Elisa Queirolo delle patavine campioni d’Italia (corrieredellospettacolo.com)

(v.zag.) Russia, basta la parola. Ogni confronto con lo sport ex sovietico, spaventa, a priori, nel pronostico. E così il setterosa esce ai quarti mondiali, come l’Italia di calcio femminile al primo turno degli Europei. Le azzurre perdono 8-9, sprecando due superiorità numeriche per raggiungere supplementari meritati. Salgono dallo 0-4 al 7-5, ripigliando però poi 4 gol in sequenza: il ct Fabio Conti è un mago, stavolta non della difesa. L’attacco è farriginoso, non ripete i contorsionismi di un anno fa a Rio, nella semifinale dominata. Resta in panchina Sara Dario, vicentina del Plebiscito Padova, fra le 3 volte campionesse d’Italia si danna invano Elisa Queirolo.

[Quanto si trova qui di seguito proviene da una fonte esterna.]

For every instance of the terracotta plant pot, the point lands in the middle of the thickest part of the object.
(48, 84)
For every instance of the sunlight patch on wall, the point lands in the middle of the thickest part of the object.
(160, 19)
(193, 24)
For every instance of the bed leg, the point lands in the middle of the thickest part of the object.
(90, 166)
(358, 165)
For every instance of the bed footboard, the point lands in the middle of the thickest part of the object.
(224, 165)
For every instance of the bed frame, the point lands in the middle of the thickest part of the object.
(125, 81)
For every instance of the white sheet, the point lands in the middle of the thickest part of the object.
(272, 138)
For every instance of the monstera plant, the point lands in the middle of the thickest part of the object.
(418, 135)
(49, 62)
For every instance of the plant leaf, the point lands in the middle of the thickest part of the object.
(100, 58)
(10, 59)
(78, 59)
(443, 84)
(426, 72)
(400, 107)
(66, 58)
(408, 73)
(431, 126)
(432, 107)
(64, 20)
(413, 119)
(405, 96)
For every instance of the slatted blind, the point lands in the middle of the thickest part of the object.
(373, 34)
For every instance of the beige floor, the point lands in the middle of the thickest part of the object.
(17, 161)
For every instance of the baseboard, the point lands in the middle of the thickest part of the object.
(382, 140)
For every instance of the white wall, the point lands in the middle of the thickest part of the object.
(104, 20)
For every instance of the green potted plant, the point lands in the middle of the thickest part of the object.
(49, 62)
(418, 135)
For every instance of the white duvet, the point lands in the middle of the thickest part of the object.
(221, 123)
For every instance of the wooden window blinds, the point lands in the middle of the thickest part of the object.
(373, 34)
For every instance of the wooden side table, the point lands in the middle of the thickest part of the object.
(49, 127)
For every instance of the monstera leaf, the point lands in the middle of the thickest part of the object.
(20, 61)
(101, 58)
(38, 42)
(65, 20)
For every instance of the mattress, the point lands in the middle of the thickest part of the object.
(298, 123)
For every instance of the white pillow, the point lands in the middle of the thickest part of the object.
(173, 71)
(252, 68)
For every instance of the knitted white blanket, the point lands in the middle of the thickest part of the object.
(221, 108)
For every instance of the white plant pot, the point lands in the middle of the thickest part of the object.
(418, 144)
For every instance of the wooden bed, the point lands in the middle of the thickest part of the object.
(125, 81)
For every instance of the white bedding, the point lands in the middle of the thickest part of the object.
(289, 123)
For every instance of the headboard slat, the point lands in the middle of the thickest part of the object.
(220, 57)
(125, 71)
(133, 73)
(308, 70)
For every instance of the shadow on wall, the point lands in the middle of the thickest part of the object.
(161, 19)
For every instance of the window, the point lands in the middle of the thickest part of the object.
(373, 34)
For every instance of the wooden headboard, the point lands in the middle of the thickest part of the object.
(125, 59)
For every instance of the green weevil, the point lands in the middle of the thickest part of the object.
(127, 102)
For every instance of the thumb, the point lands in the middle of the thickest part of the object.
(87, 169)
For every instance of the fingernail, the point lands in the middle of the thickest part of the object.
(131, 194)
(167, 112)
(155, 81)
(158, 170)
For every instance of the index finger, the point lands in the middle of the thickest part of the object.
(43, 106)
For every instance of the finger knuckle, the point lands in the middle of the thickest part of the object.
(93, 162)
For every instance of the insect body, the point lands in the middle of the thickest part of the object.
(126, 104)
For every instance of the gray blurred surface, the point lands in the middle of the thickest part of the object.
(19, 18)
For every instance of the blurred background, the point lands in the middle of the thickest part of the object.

Nel nuoto, sogna la romana Simona Quadarella, 4° tempo verso la finale dei 1500, in 16’07″08. Debuttante è anche Matteo Milli, sui 100 dorso arriva in semifinale da 11°, sarà ultimo. Arianna Castiglioni nei 100 rana si affaccia da 15^, esce 12^, senza confermare la finale di Kazan, mentre Martina Carraro è 22^. Fuori nei 100 dorso la trevigiana Margherita Panziera, 20^ in 1’01″03 e sui 200 sl Filippo Megli, 28°. L’oro dei 100 rana va a Peaty (57”47), argento all’americano Cordes, poi il russo Prigoda. A farfalla la svedese Sjostrom, che vinse già a Roma 2009, 55”53, sull’australiana McKeon e l’americana Worrell. I 200 misti sono per la terza volta della magiara Katinka Hosszu, su Giappone (Ohashi) e Usa (Cox). Sui 50 farfalla, Proud (Gb) sul brasiliano Santos e sull’ucraino Govorov, già di stanza a Caserta.